Literals are different from runtime strings. The value is right there staring at you, so we can build some conveniences in to the language with relatively low risk of surprising people.
I would recommend reading The Harmful Consequences of the Robustness Principle, an informational IETF document which argues that prioritising permissiveness has led to a gradual decline in quality for internet standards. To summarise:
The robustness principle, often phrased as "be conservative in what you send, and liberal in what you accept", has long guided the design and implementation of Internet protocols. The posture this statement advocates promotes interoperability in the short term, but can negatively affect the protocol ecosystem over time.
[...]
Applying the principle defers the effort of dealing with interoperability problems, which prioritizes progress. However, deferral can amplify the ultimate cost of handling interoperability problems.

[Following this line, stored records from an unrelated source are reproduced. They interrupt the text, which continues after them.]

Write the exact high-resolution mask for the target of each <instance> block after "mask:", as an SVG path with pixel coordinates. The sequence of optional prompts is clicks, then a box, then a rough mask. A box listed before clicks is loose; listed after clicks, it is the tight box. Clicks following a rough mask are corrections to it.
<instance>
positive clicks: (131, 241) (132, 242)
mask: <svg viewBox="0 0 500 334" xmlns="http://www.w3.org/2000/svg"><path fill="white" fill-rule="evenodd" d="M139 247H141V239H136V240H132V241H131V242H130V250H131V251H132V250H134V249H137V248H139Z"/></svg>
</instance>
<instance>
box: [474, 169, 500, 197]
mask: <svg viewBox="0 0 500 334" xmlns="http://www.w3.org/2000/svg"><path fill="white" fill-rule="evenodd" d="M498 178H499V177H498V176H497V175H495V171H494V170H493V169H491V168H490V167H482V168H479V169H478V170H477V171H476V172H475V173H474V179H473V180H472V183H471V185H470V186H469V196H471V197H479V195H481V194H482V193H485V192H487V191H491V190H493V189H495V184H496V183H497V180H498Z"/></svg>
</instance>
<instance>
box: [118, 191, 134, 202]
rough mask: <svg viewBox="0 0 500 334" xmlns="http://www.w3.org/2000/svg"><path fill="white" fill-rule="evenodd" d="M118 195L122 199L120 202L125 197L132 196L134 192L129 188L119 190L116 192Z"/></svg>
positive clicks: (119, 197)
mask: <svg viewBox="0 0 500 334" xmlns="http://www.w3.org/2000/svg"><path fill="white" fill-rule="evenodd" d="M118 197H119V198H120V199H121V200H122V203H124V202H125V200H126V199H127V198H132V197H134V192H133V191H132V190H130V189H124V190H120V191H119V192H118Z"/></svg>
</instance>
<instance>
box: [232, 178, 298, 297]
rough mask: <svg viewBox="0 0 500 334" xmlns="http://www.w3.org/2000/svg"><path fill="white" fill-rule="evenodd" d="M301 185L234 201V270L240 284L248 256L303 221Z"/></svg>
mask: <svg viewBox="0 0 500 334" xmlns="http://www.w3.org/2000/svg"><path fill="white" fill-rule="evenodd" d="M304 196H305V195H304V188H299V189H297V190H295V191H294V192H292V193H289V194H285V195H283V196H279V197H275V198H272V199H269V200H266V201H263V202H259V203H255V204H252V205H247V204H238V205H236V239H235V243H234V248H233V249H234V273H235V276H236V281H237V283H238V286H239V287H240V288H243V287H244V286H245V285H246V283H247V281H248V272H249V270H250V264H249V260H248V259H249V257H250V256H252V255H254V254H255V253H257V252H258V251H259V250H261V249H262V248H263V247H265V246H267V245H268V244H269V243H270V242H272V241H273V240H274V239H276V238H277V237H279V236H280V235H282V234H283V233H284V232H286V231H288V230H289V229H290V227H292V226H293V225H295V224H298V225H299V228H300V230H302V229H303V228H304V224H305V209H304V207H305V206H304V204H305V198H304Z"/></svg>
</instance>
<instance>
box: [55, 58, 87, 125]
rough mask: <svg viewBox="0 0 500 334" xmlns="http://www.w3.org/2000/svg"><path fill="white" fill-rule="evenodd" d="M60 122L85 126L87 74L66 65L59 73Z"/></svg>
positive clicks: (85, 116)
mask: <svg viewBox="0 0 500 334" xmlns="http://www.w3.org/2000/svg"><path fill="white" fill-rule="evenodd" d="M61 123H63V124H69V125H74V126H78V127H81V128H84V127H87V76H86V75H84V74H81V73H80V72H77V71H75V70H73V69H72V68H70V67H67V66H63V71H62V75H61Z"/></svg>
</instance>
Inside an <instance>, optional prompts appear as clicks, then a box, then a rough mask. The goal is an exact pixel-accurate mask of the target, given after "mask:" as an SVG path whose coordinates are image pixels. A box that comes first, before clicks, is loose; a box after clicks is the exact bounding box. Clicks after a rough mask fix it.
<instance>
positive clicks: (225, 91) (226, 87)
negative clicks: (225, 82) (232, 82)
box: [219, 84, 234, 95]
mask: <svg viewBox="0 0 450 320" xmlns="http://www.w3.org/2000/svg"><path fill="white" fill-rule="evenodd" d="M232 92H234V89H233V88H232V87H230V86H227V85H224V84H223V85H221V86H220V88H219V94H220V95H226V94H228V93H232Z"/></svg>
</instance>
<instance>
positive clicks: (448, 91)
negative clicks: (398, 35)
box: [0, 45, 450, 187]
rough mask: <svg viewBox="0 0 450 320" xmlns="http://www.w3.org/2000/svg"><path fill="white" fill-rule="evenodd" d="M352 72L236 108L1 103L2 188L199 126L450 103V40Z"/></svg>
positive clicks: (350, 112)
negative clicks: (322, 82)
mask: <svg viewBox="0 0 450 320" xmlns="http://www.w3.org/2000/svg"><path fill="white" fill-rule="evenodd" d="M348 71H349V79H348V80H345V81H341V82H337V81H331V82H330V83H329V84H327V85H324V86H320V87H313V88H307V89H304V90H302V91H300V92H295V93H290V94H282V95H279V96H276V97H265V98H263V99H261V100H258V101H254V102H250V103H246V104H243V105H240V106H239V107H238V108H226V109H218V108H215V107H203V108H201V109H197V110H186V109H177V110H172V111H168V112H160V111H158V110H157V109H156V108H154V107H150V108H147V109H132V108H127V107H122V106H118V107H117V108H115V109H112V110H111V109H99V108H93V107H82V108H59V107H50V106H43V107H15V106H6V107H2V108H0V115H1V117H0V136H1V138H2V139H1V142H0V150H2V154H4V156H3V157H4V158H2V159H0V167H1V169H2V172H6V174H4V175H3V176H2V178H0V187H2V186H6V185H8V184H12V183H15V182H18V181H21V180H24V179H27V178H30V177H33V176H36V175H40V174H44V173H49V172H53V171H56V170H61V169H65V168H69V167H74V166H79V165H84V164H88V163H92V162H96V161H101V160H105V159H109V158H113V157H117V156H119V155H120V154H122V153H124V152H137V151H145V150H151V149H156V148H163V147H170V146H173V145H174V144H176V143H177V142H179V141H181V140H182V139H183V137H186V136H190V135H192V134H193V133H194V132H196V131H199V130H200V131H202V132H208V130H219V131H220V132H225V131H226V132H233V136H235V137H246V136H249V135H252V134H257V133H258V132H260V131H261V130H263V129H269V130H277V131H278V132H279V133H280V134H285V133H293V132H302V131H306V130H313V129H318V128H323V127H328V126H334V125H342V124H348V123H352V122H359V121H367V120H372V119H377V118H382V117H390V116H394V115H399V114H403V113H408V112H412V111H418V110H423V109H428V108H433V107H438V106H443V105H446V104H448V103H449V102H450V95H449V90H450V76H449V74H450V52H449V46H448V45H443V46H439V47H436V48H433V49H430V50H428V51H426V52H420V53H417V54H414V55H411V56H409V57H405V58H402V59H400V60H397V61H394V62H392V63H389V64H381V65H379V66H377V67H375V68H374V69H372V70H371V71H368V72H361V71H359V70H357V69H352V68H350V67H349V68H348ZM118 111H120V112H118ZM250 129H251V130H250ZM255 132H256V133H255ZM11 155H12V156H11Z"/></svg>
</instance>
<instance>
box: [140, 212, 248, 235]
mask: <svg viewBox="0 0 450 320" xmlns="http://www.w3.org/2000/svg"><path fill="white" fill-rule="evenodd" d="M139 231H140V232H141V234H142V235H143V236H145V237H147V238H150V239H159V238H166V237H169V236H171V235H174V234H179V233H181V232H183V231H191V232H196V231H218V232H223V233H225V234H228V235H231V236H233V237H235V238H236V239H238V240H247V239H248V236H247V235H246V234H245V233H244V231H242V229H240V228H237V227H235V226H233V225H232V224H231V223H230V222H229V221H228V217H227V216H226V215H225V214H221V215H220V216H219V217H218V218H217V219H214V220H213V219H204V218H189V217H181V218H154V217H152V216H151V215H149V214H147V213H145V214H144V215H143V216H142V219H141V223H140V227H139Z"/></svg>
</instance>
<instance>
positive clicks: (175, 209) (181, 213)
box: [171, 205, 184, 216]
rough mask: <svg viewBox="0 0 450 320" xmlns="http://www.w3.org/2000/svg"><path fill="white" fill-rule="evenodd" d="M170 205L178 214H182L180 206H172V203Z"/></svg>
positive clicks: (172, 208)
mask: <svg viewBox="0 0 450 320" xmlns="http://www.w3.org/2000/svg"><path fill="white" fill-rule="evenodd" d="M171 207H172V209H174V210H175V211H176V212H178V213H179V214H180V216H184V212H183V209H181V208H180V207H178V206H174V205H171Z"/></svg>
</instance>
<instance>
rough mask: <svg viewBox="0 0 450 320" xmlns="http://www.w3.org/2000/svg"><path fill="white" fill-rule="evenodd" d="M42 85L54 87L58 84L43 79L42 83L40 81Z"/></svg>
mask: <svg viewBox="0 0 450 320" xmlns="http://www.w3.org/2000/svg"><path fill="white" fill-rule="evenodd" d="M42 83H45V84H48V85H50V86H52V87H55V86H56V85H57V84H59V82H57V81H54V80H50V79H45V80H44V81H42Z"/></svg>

Divergent implementations of a specification emerge over time. When variations occur in the interpretation or expression of semantic components, implementations cease to be perfectly interoperable.
Implementation bugs are often identified as the cause of variation, though it is often a combination of factors. Application of a protocol to uses that were not anticipated in the original design, or ambiguities and errors in the specification are often confounding factors. Disagreements on the interpretation of specifications should be expected over the lifetime of a protocol.
Even with the best intentions, the pressure to interoperate can be significant. No implementation can hope to avoid having to trade correctness for interoperability indefinitely.
An implementation that reacts to variations in the manner recommended in the robustness principle sets up a feedback cycle. Over time:
- Implementations progressively add logic to constrain how data is transmitted, or to permit variations in what is received.
- Errors in implementations or confusion about semantics are permitted or ignored.
- These errors can become entrenched, forcing other implementations to be tolerant of those errors.
Consider what would happen if Swift applications parsing integers using Int(someString)
suddenly started accepting underscores -- they would permit new variations in data they receive (the first point). If those Swift applications gain some traction, other applications will be pressured to support underscores as well for the sake of interoperability. Even if the authors of that Swift application never intended to support this notation, they do and it has now spread throughout some unsuspecting ecosystem.
I can point to similar situations elsewhere in computing. For example, when parsing an IPv4 address in a URL, most browsers in the 90s would defer to libc's inet_aton
function, which seemed to be the obvious choice (much like Int(String)
is the obvious way to parse an integer). Unfortunately, this function accepts a wide variety of inputs -- far more than was actually intended to be supported in URLs.
Decades later, those inputs still need to be supported, for fear that somebody may be depending on them. The result is that https://0xbadf00d/
is a valid URL, and equivalent to https://11.173.240.13/
. That adds significant implementation complexity, and some accepted inputs have skirted on the edge of being security vulnerabilities. All to support a feature that nobody ever wanted in the first place.
So yeah - it is good to have a simple, strict parser without these kinds of surprising edge-cases.
As a secondary matter, the added implementation complexity could potentially hurt performance. I would consider Int(String)
to be a high-impact function, and I don't think supporting these notations is so important that everybody who uses the function should pay for it.
If you want to parse integer literals like the compiler does when interpreting Swift source code, I think the swift-syntax
library should provide that.